TOKOH DI INDONESIA TENTANG AKHLAK TASAWUF DAN WALISONGO
Oleh : elrosyadi296
TOKOH DI INDONESIA TENTANG AKHLAK TASAWUF DAN WALISONGO
A.
Syekh Siti Jenar
Syekh Siti Jenar dikenal dengan banyak nama seperti
Sitibrit dan Lemah Abang. Menurut Dalhar Shodig, Syeikh ini berasal dari
Cirebon, Jawa Barat dengan nama asli Ali Hasan, ia hidup pada pertengahan 16 M.

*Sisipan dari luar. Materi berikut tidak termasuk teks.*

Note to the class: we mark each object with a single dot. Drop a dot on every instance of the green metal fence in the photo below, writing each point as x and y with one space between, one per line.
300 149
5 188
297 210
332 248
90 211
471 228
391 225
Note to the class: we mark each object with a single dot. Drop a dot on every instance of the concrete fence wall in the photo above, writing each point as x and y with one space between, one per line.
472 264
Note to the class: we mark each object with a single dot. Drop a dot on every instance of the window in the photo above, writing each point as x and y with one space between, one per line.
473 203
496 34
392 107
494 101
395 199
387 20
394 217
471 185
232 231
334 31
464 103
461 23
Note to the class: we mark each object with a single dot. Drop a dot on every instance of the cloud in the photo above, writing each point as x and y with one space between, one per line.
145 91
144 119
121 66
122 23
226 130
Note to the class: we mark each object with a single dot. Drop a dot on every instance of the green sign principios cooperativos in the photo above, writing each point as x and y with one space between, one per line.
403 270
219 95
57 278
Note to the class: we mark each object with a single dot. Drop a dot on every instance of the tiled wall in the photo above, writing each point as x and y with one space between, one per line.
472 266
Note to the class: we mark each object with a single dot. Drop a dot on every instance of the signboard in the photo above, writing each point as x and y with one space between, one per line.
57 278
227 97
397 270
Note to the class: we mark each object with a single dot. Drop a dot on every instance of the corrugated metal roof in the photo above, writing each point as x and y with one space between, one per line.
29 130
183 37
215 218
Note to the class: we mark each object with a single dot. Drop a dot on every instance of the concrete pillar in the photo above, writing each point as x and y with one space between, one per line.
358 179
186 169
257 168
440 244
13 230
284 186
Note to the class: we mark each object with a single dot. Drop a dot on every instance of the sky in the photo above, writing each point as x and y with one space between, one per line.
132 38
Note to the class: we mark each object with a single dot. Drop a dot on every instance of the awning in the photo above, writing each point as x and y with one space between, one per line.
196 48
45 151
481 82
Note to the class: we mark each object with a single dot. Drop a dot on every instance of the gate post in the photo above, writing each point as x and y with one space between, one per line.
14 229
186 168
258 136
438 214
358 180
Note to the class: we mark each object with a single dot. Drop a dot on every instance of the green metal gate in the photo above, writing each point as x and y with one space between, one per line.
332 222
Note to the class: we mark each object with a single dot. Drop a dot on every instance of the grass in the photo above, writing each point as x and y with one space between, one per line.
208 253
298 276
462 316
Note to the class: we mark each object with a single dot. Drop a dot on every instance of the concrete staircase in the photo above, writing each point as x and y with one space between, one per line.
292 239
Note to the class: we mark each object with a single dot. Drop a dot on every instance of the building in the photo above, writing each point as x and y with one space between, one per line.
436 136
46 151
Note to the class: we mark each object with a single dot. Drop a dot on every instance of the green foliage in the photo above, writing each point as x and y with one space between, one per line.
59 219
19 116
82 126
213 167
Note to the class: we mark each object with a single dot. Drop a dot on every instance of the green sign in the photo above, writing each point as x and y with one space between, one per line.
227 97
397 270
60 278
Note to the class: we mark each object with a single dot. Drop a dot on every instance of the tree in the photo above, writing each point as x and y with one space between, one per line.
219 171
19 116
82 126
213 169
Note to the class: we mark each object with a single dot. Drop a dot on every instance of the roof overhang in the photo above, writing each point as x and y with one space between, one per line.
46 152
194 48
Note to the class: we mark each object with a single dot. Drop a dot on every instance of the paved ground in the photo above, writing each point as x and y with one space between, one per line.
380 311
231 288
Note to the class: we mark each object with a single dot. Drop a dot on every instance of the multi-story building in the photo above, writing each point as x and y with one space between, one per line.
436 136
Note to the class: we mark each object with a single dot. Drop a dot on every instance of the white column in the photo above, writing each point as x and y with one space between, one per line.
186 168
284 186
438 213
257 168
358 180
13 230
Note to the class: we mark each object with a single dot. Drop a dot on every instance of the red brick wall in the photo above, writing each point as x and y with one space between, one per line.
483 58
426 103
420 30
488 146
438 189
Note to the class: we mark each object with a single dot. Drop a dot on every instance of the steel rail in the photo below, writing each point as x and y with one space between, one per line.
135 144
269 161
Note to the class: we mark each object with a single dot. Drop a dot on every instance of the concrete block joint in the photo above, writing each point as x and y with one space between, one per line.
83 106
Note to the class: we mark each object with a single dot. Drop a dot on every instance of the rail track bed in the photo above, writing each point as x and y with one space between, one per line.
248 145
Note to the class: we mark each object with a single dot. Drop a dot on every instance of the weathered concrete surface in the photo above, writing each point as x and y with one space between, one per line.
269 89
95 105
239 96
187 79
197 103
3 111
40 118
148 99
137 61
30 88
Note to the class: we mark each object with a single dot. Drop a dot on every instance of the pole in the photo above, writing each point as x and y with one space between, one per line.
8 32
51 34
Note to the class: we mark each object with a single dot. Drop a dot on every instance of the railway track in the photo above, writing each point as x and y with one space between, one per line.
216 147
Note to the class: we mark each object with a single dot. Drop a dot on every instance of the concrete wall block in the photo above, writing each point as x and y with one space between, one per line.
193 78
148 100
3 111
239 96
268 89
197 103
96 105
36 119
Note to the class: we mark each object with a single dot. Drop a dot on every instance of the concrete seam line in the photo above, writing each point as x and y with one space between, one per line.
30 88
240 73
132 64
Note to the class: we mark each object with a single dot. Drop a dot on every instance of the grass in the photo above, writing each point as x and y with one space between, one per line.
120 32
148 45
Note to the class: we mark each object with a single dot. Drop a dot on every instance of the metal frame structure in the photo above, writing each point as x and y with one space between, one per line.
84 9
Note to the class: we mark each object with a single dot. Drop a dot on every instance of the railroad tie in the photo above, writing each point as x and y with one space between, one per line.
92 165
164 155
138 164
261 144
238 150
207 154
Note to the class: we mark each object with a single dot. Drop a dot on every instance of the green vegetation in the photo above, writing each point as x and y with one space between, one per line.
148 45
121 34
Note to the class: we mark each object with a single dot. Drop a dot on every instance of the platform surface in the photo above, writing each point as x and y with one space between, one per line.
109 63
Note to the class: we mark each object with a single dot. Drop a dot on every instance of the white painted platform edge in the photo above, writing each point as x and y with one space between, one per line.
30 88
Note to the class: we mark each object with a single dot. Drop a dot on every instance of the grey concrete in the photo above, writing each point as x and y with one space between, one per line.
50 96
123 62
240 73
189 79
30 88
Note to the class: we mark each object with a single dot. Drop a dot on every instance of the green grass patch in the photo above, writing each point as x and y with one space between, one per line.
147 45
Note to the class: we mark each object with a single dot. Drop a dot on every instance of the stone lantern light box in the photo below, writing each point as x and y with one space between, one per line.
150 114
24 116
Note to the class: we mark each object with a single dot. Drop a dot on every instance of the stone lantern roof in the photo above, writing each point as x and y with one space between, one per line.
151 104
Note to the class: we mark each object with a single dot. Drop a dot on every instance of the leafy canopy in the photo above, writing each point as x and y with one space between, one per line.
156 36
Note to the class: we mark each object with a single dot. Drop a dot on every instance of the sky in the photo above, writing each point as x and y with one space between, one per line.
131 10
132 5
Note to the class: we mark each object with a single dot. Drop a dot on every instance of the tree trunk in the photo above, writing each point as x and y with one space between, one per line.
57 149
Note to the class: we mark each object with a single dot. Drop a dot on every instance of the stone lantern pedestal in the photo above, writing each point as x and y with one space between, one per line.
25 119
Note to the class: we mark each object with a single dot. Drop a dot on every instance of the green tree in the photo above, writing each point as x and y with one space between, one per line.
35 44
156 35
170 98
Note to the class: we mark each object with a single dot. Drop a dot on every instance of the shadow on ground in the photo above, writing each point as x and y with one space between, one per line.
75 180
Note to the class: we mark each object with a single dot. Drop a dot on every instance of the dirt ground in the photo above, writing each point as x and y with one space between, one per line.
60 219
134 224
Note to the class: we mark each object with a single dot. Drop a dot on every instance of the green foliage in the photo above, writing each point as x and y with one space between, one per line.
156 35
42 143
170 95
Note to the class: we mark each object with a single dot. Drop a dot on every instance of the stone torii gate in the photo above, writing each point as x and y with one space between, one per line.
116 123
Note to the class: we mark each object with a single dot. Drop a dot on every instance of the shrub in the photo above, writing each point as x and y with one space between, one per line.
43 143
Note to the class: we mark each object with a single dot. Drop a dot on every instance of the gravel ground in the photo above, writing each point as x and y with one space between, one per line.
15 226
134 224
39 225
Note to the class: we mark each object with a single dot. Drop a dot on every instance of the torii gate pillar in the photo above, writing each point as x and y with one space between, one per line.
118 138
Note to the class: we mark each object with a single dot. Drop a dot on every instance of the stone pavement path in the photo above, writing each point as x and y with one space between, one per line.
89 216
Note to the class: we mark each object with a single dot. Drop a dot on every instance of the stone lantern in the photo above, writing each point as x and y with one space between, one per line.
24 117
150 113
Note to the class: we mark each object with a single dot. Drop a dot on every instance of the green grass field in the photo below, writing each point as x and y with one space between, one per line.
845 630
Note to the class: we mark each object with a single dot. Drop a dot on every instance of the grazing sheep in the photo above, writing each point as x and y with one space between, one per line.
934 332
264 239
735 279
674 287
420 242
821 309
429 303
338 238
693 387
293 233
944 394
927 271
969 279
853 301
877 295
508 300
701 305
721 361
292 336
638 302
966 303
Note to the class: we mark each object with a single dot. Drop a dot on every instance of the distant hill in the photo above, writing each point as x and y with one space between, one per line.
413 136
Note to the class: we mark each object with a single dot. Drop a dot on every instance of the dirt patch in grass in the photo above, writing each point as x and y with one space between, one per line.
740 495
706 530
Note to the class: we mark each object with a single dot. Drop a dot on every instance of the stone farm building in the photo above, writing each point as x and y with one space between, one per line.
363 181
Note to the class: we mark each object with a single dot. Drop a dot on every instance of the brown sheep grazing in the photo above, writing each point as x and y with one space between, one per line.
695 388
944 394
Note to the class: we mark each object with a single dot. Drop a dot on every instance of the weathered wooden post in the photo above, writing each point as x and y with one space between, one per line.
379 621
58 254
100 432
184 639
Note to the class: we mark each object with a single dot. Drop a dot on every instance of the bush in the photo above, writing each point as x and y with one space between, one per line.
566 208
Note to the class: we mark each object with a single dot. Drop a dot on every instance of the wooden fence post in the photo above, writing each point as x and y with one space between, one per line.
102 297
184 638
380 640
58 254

Dalam mengembangkan ajarannya Syeikh Siti Jenar dianggap amat liberal dan
kontroversial dinilai melawan arus yang dibangun oleh Wali Songo. Pemikiran
Syeikh Siti Jenar bahwa hidup didunia dinilai sebagai kematian dan lepasnya
nyawa sebagai awal dari kehidupan, baginya syariat Islam berlaku setelah
manusia menjalani kehidupan pasca kematian.
Pendapat
Siti jenar yang lain adalah bahwa tuhan itu bersemayam didalam dirinya dan
shalat lima waktu sehari juga zikir merupakan suatu keputusan hati, tergantung
kepada kehendak pribadi. Siti Jenar berpendapat bahwa Tuhanlah satu-satunya
penguasa Alam ini dan Dia pula yang berkuasa atas segala kehendak-Nya, Dialah
yang Maha Mulia, Pangkal dari segala Ilmu, Maha sempurna dan tanpa cacat
seperti Hamba-Nya.
B.
Hamzah Fansuri
Hamzah
fansuri adalah ulama dan sufi pertama yang menghasilkan karya tulis ketasawufan
dan keilmuan dalam bahasa melayu tinggi atau baku. Berdasarkan kata “fansur”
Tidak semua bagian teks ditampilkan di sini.